In a dissent joined by Justice Sonia Sotomayor, Jackson contended that the majority was asking the wrong question. In her view, “Hawaii’s law does not implicate the Second Amendment because” “[t]here is no constitutional right to enter private property without the owner’s permission, let alone with a firearm.” The question before the justices, therefore, Jackson wrote, is “merely how a property owner must communicate his decision to exclude or to invite armed carry, including whether a State may alter the background property-law rules that set the default as one or the other. The Second Amendment has nothing to say about that.”
Even if the Second Amendment did apply, Jackson continued, the early American laws that Hawaii offers meet the test outlined by the court in Bruen because they “demonstrate a tradition of state regulation within which Hawaii’s law fits comfortably. Like Hawaii’s,” Jackson said, “these laws required consent for armed entry onto private property open to the public. And like Hawaii’s, they did so to protect property owners’ rights and to prevent the harms that generally accompanied unauthorized armed entry onto private land.”

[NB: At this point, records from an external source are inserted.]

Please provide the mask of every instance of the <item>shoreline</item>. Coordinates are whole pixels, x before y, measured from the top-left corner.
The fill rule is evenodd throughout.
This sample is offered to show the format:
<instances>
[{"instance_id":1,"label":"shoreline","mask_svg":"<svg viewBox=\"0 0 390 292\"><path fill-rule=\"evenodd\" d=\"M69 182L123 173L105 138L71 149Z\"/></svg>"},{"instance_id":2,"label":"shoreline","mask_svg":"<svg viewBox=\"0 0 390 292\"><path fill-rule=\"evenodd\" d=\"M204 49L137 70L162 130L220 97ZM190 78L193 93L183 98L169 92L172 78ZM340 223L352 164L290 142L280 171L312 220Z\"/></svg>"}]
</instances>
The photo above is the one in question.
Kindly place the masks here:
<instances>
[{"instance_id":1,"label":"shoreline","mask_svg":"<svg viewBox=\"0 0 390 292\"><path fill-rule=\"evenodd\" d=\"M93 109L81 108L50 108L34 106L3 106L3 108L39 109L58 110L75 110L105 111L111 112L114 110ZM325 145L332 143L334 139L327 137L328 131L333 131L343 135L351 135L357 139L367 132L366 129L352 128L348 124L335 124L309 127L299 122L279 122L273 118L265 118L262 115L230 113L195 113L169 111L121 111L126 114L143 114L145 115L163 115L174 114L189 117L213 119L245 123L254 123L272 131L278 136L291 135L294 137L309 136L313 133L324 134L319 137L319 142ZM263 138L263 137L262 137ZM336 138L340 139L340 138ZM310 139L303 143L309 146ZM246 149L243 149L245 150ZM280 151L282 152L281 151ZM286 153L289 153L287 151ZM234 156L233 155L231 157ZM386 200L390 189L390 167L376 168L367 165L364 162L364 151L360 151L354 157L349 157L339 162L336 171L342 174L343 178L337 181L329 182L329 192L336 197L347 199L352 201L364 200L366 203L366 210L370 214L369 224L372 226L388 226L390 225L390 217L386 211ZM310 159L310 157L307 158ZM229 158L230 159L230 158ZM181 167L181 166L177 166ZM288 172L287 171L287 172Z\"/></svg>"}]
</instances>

Jackson, who joined the court after its decision in Bruen, reiterated her view that the case “was wrongly decided.” But in any event, she said, “the Court has now manipulated Bruen into a free-for-all that lets the Judiciary thwart the will of legislatures by privileging access to firearms above all else. Today’s decision makes one thing clear: The Court’s objective is protecting guns, not consistently preserving any principle of law.”
Justice Amy Coney Barrett wrote a concurring opinion, joined in part by Justices Clarence Thomas and Neil Gorsuch, in which she pushed back against Jackson’s insistence that property law, rather than the Second Amendment, is at the core of the dispute. She contended that Jackson’s argument “misunderstands the role of historical evidence in a Second Amendment challenge.” For purposes of determining whether the Second Amendment is implicated at all, Barrett wrote, it does not matter “that a property owner has the right to exclude anyone who wishes to enter her property with firearms. No one doubts that all property owners in Hawaii could bar the carry of arms on their respective premises, if they wanted to.” But, Barrett continued, “the Second Amendment does not apply to private parties. It does apply to the States. And when a State enacts a property law that regulates arms-bearing conduct, that law implicates the Second Amendment.”
Justice Elena Kagan wrote a brief dissenting opinion of her own. In her view, the court could have upheld the Hawaii law “because … it is a modern-day analogue of colonial and founding era laws that similarly prohibited carrying firearms onto private property without the owner’s affirmative consent.”